= John Service (Scottish divine) =

John Service (26 February 1833 – 15 March 1884) was a Scottish divine and author.

== Life ==
John Service, son of John Service, engraver in the calico works of Robert Dalglish, MP, at Lennoxtown, was born at Campsie on 26 February 1833. He received his education at the Campsie parish school, and then entered the calico works as a clerk. At fifteen he was sent to Glasgow University to study for the church. For several years afterwards he was engaged in literary work, editing the ‘Dumbarton Herald’ in 1857, and from 1858 till 1862 he was sub-editor under Patrick Edward Dove of Mackenzie's Imperial Dictionary of Universal Biography. He was ordained in the church of Scotland in 1862, and for ten months performed ministerial work at Hamilton, near Glasgow. Shortly afterwards he spent eighteen months in Australia owing to failure of health. At the end of the period he was inducted to St. John's presbyterian church (May 1866) at Hobart Town in Tasmania.

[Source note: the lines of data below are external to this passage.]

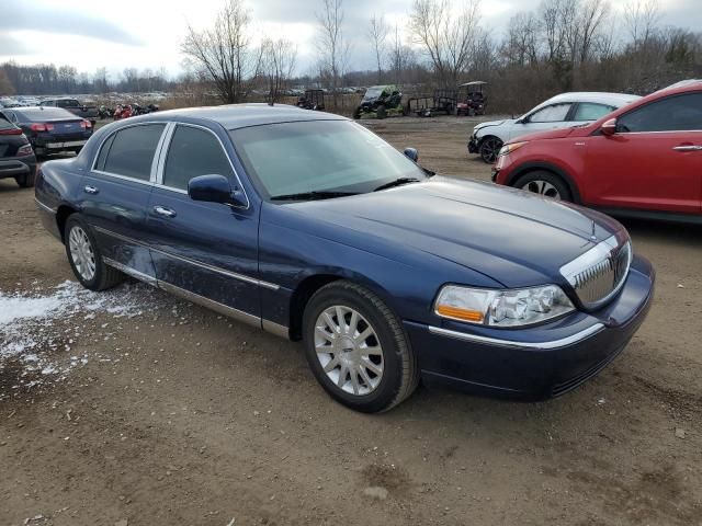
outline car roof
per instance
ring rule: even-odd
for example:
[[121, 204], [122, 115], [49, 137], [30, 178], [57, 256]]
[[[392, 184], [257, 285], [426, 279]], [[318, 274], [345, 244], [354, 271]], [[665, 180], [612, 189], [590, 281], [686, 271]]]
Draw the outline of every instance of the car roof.
[[304, 121], [348, 121], [331, 113], [303, 110], [287, 104], [227, 104], [223, 106], [184, 107], [155, 114], [132, 117], [138, 121], [177, 121], [179, 118], [204, 118], [214, 121], [225, 129], [238, 129], [263, 124], [293, 123]]
[[547, 101], [541, 103], [540, 106], [557, 102], [593, 102], [598, 104], [609, 104], [615, 107], [621, 107], [639, 99], [641, 96], [638, 95], [632, 95], [627, 93], [608, 93], [604, 91], [574, 91], [552, 96]]

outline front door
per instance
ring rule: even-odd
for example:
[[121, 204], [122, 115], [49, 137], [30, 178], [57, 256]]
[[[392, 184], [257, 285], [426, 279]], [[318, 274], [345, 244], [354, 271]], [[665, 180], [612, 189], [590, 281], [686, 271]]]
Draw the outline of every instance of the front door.
[[100, 238], [103, 256], [116, 263], [113, 266], [136, 272], [147, 282], [155, 272], [141, 232], [152, 188], [155, 153], [165, 129], [165, 124], [144, 124], [111, 135], [81, 182], [82, 215]]
[[233, 187], [239, 185], [213, 132], [177, 125], [146, 220], [156, 276], [163, 288], [258, 323], [258, 213], [191, 199], [188, 182], [206, 174], [225, 175]]
[[589, 203], [701, 211], [702, 93], [668, 96], [625, 113], [616, 134], [589, 137], [587, 148]]

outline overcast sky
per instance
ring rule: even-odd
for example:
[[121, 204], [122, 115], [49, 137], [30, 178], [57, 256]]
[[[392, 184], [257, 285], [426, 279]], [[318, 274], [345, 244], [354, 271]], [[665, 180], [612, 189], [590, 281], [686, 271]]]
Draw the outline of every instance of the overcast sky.
[[[517, 11], [541, 0], [485, 0], [482, 25], [501, 36]], [[660, 0], [664, 25], [702, 31], [702, 0]], [[223, 0], [0, 0], [0, 61], [68, 64], [79, 71], [106, 67], [113, 80], [126, 67], [182, 71], [180, 43], [185, 27], [206, 26]], [[315, 11], [321, 0], [250, 0], [258, 34], [285, 36], [298, 48], [298, 71], [315, 64]], [[385, 14], [407, 25], [411, 0], [346, 0], [344, 33], [351, 42], [350, 69], [372, 69], [366, 36], [369, 18]], [[456, 4], [460, 0], [456, 0]], [[621, 15], [623, 0], [611, 0]]]

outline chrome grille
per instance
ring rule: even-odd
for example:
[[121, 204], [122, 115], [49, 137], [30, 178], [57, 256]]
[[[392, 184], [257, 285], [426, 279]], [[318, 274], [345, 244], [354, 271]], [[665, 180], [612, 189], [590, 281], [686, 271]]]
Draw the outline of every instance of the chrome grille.
[[626, 279], [632, 245], [609, 238], [561, 268], [582, 306], [593, 309], [614, 296]]

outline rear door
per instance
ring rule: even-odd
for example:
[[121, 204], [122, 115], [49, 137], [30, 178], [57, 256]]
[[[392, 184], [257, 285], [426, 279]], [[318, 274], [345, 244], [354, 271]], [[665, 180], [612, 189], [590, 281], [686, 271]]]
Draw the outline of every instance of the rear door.
[[587, 140], [586, 201], [610, 207], [702, 210], [702, 92], [668, 96]]
[[146, 218], [159, 285], [258, 324], [258, 214], [188, 195], [197, 175], [224, 175], [241, 187], [223, 142], [208, 128], [178, 124], [159, 168]]
[[166, 124], [121, 128], [102, 142], [92, 170], [83, 178], [82, 213], [113, 266], [155, 277], [144, 228], [149, 194], [156, 181], [156, 152]]

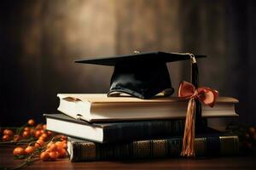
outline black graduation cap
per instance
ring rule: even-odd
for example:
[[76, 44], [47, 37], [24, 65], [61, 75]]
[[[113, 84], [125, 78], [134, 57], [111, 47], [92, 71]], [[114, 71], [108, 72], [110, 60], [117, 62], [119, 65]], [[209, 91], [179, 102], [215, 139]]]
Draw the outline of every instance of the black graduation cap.
[[166, 95], [172, 94], [174, 89], [166, 63], [190, 60], [192, 55], [165, 52], [135, 52], [132, 54], [113, 57], [87, 58], [75, 62], [114, 66], [108, 96], [125, 93], [146, 99], [160, 92], [164, 92]]

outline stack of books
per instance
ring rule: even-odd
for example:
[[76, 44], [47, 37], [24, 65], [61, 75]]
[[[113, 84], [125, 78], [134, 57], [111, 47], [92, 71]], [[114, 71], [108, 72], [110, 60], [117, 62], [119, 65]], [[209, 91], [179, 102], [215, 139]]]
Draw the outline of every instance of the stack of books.
[[[44, 114], [48, 130], [68, 138], [71, 162], [124, 160], [180, 156], [188, 100], [176, 97], [107, 97], [101, 94], [60, 94], [60, 114]], [[238, 116], [237, 99], [219, 97], [213, 108], [202, 105], [202, 117]], [[204, 125], [196, 133], [196, 156], [238, 153], [235, 134]]]

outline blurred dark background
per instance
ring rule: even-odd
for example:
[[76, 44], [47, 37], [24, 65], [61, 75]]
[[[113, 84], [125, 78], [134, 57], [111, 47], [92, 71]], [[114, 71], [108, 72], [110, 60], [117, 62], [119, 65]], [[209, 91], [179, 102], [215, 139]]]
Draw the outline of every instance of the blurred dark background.
[[[200, 83], [239, 99], [256, 123], [255, 1], [24, 0], [1, 2], [0, 126], [44, 121], [58, 93], [107, 93], [113, 68], [74, 64], [134, 50], [190, 52]], [[145, 61], [146, 62], [146, 61]], [[189, 64], [168, 64], [172, 85]]]

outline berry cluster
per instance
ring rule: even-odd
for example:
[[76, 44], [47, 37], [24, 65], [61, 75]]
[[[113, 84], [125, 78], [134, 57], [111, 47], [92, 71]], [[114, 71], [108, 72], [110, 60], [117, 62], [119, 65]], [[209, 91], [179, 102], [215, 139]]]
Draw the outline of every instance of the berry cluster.
[[36, 125], [33, 119], [20, 128], [5, 128], [0, 134], [0, 144], [21, 144], [15, 148], [13, 155], [24, 159], [22, 166], [38, 159], [55, 161], [67, 156], [67, 137], [47, 130], [45, 124]]

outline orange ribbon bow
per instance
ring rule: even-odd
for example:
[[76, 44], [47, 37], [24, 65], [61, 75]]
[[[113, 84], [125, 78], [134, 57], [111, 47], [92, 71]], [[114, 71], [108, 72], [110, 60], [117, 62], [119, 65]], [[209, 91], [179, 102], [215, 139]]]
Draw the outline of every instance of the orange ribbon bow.
[[177, 95], [181, 98], [189, 99], [181, 156], [188, 157], [195, 156], [195, 99], [199, 99], [205, 105], [213, 107], [218, 97], [218, 93], [207, 87], [201, 87], [196, 89], [193, 84], [182, 82], [179, 85]]

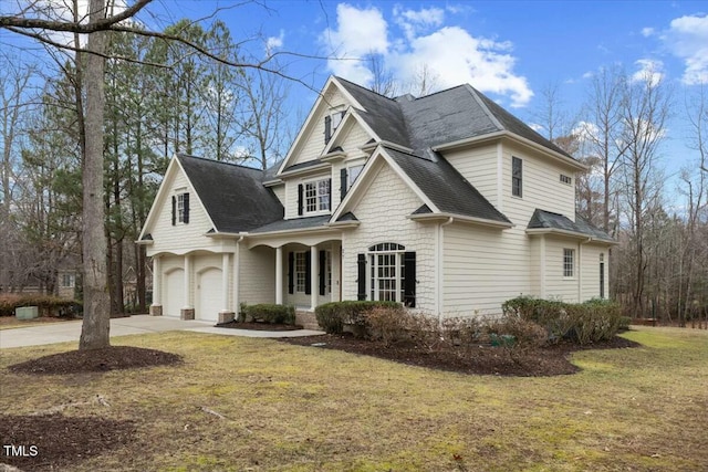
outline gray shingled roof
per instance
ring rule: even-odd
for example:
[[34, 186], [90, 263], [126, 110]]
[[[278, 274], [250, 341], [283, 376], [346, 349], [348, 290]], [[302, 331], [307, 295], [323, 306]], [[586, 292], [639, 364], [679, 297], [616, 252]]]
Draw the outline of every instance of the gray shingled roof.
[[614, 242], [610, 234], [607, 234], [600, 228], [590, 224], [579, 216], [575, 216], [575, 221], [573, 221], [563, 214], [539, 209], [533, 212], [533, 216], [531, 217], [531, 220], [529, 221], [529, 225], [527, 228], [530, 230], [551, 229], [571, 231], [574, 233], [595, 238], [601, 241]]
[[433, 161], [392, 148], [386, 153], [441, 212], [511, 223], [442, 157]]
[[356, 99], [366, 112], [360, 112], [366, 124], [383, 140], [409, 147], [406, 122], [400, 105], [393, 98], [356, 85], [342, 77], [336, 77], [344, 88]]
[[219, 232], [250, 231], [283, 218], [260, 169], [178, 154], [177, 159]]

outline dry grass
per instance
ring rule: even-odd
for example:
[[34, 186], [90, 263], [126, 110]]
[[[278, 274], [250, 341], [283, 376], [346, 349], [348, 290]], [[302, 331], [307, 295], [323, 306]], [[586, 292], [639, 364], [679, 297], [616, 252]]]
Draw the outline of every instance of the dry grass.
[[178, 367], [18, 376], [6, 367], [75, 346], [3, 349], [0, 411], [76, 401], [65, 415], [137, 423], [132, 448], [75, 471], [708, 470], [708, 333], [625, 336], [646, 347], [577, 353], [583, 370], [553, 378], [186, 332], [114, 339], [177, 353]]

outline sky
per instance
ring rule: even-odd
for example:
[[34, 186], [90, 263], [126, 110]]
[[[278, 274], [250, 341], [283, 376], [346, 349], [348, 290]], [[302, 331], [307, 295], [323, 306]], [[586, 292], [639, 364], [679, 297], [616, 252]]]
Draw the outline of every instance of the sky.
[[[0, 0], [0, 11], [15, 1]], [[164, 28], [180, 18], [206, 24], [218, 18], [235, 39], [250, 39], [243, 48], [257, 56], [267, 51], [310, 56], [281, 60], [289, 74], [315, 90], [331, 74], [371, 85], [371, 64], [360, 59], [374, 53], [404, 84], [425, 67], [434, 90], [470, 83], [531, 125], [540, 124], [543, 91], [551, 86], [575, 117], [602, 67], [618, 64], [629, 74], [650, 70], [670, 85], [677, 104], [662, 149], [667, 178], [696, 157], [686, 146], [684, 104], [708, 84], [708, 1], [242, 3], [154, 0], [140, 20]], [[8, 39], [1, 34], [0, 43]], [[305, 116], [315, 94], [299, 84], [291, 91], [290, 107]]]

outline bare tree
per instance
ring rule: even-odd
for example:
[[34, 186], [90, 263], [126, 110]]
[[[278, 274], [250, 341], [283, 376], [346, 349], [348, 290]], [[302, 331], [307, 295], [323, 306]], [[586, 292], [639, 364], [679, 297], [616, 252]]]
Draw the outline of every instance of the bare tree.
[[669, 115], [666, 85], [648, 71], [642, 80], [628, 82], [622, 106], [622, 180], [623, 201], [631, 240], [629, 254], [635, 276], [632, 304], [635, 313], [645, 313], [647, 260], [647, 222], [660, 208], [662, 176], [658, 150], [665, 138]]

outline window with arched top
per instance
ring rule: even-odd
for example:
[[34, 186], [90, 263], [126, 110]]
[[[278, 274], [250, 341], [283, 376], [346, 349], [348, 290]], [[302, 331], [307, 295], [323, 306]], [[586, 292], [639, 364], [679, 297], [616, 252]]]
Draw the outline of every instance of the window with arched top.
[[[368, 265], [368, 268], [366, 266]], [[358, 254], [358, 300], [416, 306], [416, 253], [395, 242], [382, 242]]]

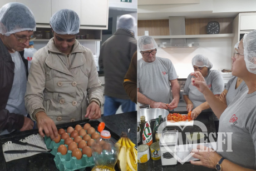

He returned to Glasgow in May 1870, and in 1871 he became assistant to Charles Strong at Anderston, which position he left on being presented by the Earl of Stair to the parish of Inch, near Stranraer. While there he wrote a novel, which, after running through Good Words under the title of Novantia, was issued in 1875 as Lady Hetty: A Story of Scottish and Australian Life. A volume of sermons and essays, entitled Salvation Here and Hereafter, appeared in 1877, and caused a sensation in Scotland on account of its broad-church views. Service also wrote much in the Glasgow Herald and other newspapers. In 1871 he contributed to the Contemporary Review an article entitled "The Spiritual Theory of Another Life". On 30 April 1877 Glasgow University conferred on Service the degree of DD, and on 19 December 1878 he was appointed minister of the new west-end church at Hyndland, Glasgow, a position he occupied until his death on 15 March 1884.

=== Personal life ===
On 29 April 1859 Service married Jessie, second daughter of James Bayne, teacher of music in Glasgow, by whom he had four sons and two daughters.

== Works ==
A volume of Sermons by Service was published in 1884, with a prefatory notice and portrait of the author. His Prayers for Public Worship appeared in 1885. In 1880 he contributed an essay on Burns to Mr. T. H. Ward's English Poets.